Saturday, May 3, 2008

Scary Books

Once in a blue moon, I find an author quite by accident and devour every single thing that writer has penned. Such was the case with Jeffrey Deaver. A friend gave me A Maiden's Grave which I finished fast and finding myself hooked, proceeded to read every other book he wrote. I usually can't watch the movies made from books like these because frankly, they scare the shit out of me. I'm not one to watch a thriller since the time I watched Psycho while I was home alone babysitting for my cousin. It was years before I could take a shower if I was by myself in the house-and I still lock every door and window before I do. For some reason, I can't get enough of this genre of books. Psychopathic serial killer? Bring it on. True life crime stories? Love them. The movies about people like Jeffrey Dahmer? Uh-uh. They creep me out.

Most of these movies couldn't hold a torch to the book anyway. Hollywood annoys me when they change fundamental features of a character I've read about. Deaver describes his reappearing hero Lincoln Rhyme as a Tom Cruise look alike yet Denzel Washington was cast in this role and this bothers me. Does he look like Denzel or does he look like Tom? Which is it? My mind's eye has already fixed the features of Tom (who I don't really like so it isn't the end of the world) in my memory and now I have to focus on somebody completely different. This tends to ruin the story for me even though we've already established I'm a chicken-shit and not likely to watch it anyway.

Nothing however prepared me for my own flesh and blood bone collector. He didn't look like Deaver's Bone Collector. Angelina Jolie wasn't in hot pursuit with Denzel telling her how to set up and walk the grid to find him. Nothing like that at all. What I had was an obviously insane patient who came to the ER with a raging infection in his foot. Seems he had hacked his toes off with a lawnmower in August. It was now January and he had an incredibly painful infection in his foot. He had not sought medical care when he did this (how do you do that if the mower is being pushed in front of you?), but was seeking it now. Nonchalantly, this person pulls a baggie out of his shirt pocket and asks if I'll need to see his toes. Yep. A baggie full of petrified toes. He had read somewhere that perhaps they could be reattached.

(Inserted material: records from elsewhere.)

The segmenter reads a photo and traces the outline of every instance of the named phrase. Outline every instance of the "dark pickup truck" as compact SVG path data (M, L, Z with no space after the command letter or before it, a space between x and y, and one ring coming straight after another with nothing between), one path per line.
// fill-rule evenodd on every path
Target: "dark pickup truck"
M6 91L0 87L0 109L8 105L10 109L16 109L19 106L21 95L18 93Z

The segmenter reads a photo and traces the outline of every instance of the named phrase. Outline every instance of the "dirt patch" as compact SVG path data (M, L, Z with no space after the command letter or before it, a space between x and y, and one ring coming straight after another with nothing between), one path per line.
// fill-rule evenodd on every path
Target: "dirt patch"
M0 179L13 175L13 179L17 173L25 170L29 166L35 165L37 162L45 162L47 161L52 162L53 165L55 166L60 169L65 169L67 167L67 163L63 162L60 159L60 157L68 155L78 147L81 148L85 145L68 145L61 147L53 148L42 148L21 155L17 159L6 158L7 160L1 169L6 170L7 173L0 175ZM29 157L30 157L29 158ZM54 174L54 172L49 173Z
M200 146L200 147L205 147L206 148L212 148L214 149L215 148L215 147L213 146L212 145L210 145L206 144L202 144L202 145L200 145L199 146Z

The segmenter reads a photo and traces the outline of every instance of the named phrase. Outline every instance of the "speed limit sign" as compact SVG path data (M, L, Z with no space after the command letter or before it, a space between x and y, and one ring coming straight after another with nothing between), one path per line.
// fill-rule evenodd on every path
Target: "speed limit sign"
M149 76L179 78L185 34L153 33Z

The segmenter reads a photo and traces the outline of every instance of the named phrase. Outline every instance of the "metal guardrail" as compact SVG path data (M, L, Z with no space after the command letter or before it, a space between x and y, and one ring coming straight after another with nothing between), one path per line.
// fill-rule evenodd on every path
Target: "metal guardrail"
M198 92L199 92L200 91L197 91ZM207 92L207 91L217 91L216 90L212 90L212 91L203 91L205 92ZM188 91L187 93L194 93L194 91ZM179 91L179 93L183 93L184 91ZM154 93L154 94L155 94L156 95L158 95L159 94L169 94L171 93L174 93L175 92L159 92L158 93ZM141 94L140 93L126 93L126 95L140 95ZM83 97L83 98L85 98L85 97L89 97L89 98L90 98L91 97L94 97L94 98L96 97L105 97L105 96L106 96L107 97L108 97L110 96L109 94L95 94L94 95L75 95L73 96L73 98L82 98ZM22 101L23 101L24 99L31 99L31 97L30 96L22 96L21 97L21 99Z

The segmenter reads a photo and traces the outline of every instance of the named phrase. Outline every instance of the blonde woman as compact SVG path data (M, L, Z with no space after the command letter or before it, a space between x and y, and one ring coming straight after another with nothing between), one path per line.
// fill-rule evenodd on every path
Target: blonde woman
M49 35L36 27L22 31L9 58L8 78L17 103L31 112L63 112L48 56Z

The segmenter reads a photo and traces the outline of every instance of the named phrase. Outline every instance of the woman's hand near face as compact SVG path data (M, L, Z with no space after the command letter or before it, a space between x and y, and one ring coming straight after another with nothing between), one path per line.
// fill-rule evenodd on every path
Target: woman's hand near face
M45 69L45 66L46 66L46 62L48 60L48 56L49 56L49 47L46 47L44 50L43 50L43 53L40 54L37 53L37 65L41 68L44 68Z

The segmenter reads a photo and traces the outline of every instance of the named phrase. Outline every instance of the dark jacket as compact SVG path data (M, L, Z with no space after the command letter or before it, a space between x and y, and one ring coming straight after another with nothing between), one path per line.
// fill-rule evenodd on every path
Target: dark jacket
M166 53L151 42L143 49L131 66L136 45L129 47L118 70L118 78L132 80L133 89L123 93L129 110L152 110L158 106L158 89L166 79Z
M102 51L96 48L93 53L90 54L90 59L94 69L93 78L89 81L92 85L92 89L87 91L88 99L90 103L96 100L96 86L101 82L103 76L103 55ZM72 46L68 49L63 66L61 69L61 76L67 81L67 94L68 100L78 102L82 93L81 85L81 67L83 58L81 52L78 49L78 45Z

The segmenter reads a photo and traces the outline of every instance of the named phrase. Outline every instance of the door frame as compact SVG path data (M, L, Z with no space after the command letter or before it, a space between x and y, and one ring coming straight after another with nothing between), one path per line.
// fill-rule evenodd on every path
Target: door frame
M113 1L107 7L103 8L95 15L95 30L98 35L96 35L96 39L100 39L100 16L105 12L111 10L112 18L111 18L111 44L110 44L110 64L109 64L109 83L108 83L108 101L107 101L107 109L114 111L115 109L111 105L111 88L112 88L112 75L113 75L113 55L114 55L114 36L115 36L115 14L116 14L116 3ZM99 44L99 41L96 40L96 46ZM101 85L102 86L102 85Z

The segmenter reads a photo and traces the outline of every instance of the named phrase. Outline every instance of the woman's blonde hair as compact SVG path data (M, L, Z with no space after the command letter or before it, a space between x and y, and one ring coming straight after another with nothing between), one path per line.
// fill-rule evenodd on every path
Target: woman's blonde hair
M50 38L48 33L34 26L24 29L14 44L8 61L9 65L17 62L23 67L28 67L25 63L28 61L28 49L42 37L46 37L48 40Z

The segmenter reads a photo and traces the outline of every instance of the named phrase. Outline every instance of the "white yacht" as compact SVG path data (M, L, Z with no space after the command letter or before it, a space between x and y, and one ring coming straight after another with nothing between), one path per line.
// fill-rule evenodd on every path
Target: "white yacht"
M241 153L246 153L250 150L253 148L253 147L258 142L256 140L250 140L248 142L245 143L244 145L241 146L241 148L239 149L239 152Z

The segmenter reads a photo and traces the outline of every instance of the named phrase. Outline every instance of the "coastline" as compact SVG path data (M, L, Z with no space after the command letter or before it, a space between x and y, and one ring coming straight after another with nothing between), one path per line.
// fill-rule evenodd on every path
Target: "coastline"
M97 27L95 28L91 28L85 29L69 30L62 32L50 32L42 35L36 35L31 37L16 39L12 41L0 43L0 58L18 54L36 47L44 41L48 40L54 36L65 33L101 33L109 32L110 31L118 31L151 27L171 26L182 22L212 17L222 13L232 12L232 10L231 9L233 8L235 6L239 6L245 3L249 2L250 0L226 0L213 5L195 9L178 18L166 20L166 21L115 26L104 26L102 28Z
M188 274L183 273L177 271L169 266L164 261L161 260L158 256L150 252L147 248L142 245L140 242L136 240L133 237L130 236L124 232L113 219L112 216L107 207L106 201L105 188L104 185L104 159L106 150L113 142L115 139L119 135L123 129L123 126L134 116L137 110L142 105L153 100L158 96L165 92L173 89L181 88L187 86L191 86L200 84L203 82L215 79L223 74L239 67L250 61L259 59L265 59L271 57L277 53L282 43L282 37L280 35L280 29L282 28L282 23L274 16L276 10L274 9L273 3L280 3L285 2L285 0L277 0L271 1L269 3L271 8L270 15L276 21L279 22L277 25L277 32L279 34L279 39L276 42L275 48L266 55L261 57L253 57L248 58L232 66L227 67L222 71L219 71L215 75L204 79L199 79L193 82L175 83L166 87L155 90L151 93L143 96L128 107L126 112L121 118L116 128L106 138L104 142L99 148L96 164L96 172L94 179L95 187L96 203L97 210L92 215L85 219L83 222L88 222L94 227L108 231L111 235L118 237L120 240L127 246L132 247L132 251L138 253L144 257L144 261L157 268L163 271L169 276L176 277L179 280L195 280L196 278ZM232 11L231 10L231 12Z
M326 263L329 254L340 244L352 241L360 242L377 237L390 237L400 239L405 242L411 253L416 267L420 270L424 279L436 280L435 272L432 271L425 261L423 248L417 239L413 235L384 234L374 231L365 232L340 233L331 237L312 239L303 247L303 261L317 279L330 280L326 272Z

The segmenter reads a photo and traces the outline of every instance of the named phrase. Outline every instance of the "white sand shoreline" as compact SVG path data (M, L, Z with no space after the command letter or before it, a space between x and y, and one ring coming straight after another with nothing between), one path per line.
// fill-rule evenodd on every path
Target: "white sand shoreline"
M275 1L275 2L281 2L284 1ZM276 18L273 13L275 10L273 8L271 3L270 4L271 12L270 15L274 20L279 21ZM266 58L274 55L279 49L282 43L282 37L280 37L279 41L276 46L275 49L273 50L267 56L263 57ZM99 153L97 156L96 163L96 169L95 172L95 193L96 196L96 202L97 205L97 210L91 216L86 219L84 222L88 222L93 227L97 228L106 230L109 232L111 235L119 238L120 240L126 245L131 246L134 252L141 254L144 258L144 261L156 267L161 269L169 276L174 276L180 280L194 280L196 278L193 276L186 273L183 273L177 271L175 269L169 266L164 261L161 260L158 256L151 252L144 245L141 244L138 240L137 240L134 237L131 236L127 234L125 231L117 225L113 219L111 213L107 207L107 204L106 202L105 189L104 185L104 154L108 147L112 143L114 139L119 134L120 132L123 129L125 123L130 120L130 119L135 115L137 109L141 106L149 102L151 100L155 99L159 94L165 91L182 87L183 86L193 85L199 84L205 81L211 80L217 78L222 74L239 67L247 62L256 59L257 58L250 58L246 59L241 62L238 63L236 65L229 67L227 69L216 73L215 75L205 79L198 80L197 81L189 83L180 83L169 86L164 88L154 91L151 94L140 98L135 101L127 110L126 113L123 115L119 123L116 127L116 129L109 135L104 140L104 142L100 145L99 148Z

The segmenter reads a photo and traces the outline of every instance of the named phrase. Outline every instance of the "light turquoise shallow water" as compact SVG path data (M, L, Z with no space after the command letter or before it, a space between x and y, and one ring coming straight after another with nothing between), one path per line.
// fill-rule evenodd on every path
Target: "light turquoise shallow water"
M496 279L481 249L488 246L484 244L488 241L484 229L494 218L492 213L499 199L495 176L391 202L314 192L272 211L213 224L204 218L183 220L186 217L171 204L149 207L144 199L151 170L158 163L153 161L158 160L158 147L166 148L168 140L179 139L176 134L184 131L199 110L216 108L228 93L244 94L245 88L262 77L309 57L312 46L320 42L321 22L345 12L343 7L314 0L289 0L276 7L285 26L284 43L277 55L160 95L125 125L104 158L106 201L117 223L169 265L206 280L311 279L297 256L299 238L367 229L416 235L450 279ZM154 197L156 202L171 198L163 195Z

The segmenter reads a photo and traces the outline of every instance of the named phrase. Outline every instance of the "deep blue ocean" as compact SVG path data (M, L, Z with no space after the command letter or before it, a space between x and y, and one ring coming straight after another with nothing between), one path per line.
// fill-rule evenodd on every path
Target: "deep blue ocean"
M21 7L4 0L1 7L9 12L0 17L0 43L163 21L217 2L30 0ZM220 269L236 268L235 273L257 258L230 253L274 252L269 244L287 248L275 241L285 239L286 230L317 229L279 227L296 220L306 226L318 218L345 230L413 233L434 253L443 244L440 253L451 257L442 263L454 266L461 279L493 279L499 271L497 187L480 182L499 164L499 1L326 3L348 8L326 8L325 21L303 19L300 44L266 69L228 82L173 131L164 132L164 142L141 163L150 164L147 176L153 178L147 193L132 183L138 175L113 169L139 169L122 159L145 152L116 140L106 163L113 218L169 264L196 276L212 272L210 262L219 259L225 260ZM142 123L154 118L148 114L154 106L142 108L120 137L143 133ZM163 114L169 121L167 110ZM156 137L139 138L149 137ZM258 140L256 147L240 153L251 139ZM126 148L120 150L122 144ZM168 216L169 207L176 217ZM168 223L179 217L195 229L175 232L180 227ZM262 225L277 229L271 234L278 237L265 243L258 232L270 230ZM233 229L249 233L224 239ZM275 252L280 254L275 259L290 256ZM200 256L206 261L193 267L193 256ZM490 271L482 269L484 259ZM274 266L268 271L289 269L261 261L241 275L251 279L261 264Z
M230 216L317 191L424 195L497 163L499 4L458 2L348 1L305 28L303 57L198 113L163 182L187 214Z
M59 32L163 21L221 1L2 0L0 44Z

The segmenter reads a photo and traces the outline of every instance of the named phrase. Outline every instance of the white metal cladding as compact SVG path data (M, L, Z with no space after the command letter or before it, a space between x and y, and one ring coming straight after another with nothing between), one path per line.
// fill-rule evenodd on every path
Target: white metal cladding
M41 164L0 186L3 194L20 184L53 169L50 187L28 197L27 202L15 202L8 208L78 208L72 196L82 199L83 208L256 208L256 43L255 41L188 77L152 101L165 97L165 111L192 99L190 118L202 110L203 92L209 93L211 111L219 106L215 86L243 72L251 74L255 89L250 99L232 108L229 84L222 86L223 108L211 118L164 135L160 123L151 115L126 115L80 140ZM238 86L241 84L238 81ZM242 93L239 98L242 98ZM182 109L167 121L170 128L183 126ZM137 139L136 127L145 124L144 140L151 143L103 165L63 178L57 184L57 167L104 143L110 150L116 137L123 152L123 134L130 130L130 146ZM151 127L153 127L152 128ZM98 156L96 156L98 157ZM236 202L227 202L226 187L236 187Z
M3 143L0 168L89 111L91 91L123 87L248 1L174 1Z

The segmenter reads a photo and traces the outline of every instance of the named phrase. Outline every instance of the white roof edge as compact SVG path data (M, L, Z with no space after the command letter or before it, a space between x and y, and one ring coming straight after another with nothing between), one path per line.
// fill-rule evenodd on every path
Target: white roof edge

Thinking perhaps I could now retire as I'd seen everything, my patient removed his shoe to show me the offending appendage and I wanted to faint. It wasn't the worst thing I'd ever seen but it was about the nastiest thing I think I've ever smelled. It was gas gangrene. This career of mine sure provides stimuli for all of one's senses. So let's see, it was ugly and dead (a feast for the eyes), it stunk worse than anything I've smelled including dead bowel. When touching it, I felt crepitus which I also heard (think snap, crackle and pop). I drew the line at taste although my olfactory nerve was insulted enough to give me an idea of what that would be like.

What is it that makes a human think and act in such a way? It was an emergency on the day he did it and of course on the day he presented. How in the world did he wait five months to get attention? It beats the hell out of me.